Nella Delibera n. 410 del 10 novembre 2015, la Corte dei conti Lombardia prende in esame una richiesta di parere relativa all’applicazione della Legge n. 118/11. In particolare è richiesto:

  • se, in sede di costituzione del “Fondo crediti di dubbia esigibilità”, si debba tenere conto anche dei residui attivi (nella specie: entrate tributarie per accertamenti Ici) per i quali sussista già un corrispondente residuo passivo volto a finanziare spese di investimento che, in caso di mancata riscossione dei residui attivi, non verrebbe realizzato;
  • se i residui attivi inerenti la Tosap debbano essere imputati nel “Fondo crediti di dubbia esigibilità” del bilancio dell’Unione ove la svalutazione sia applicata nei bilanci dei singoli Comuni facenti parte dell’Unione. Il dubbio su questa modalità di calcolo nasce da quanto indicato dal principio applicato alla contabilità finanziaria (allegato n. 4/2 al Dlgs. n. 118/11), secondo il quale “non sono altresì oggetto di svalutazione le entrate di dubbia e difficile esazione riguardanti entrate riscosse da un Ente per conto di un altro Ente e destinate ad essere versate all’Ente beneficiario finale”;
  • se, in sede di costituzione del “Fondo crediti di dubbia esigibilità”, si debba tenere conto dei residui attivi (entrate derivanti da “Servizio idrico”) anche di ruoli di annualità non ancora emesse, pur in presenza di atti che documentano l’erogazione del servizio, inserendo nella base imponibile l’intero importo del gettito derivante dal ruolo da emettere o se invece sia possibile, alla luce del citato principio contabile applicato alla contabilità finanziaria, inserire nella base imponibile una quota calcolata applicando una percentuale, data dalla media del non riscosso nel biennio precedente dei ruoli già emessi;
  • se, laddove l’Organo di revisione esprima parere negativo sulla proposta della Giunta in ordine all’operazione di riaccertamento straordinario dei residui e la Giunta, in ragione del parere negativo, apporti delle modifiche alla proposta, l’Organo di revisione possa rifiutarsi di esprimere un secondo parere sostenendo che il parere dell’Organo di revisione è unico e quindi non può essere reso nuovamente in seguito a modifiche della proposta.

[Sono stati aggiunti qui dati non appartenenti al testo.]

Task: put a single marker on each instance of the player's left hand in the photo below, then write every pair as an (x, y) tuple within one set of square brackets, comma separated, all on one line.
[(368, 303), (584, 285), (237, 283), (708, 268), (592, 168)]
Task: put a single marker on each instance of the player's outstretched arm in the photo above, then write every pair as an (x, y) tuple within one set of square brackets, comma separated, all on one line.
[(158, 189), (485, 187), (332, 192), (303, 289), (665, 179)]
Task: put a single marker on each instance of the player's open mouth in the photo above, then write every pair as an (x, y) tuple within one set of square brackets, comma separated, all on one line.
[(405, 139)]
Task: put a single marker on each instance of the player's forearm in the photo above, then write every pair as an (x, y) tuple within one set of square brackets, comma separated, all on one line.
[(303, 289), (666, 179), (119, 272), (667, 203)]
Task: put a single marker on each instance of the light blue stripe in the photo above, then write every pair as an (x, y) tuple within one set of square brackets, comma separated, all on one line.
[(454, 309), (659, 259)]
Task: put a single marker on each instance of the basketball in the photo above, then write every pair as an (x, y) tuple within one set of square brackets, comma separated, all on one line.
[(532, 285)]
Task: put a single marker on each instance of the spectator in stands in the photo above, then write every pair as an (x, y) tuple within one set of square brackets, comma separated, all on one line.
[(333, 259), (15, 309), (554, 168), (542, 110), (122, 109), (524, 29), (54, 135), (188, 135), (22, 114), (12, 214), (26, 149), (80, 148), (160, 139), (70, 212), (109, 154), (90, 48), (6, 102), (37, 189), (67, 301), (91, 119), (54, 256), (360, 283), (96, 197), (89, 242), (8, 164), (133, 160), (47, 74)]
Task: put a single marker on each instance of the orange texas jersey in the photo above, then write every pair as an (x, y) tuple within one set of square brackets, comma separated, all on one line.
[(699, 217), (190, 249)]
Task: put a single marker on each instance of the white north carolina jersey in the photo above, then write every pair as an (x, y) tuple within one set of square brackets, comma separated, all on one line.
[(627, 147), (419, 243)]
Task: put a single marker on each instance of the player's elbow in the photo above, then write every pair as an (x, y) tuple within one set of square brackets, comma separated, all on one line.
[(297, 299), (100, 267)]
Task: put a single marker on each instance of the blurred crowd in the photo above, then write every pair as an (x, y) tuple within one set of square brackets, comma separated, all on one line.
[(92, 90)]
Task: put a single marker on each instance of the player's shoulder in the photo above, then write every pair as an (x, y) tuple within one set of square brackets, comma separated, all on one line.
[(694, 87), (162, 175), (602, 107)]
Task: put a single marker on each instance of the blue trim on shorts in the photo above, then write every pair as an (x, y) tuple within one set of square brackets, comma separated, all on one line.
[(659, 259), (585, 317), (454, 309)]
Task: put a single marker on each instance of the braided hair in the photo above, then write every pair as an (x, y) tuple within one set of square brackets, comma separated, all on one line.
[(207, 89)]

Con riferimento al primo quesito, la Sezione risponde negativamente, rilevando che le uniche eccezioni alla costituzione del “Fondo crediti di dubbia esigibilità” riguardano i crediti da altre Amministrazioni pubbliche, i crediti assistiti da fideiussione e le entrate tributarie accertate per cassa. Non invece le entrate che, per vincolo legislativo o autonomamente imposto dall’Ente, siano destinate a predeterminate spese.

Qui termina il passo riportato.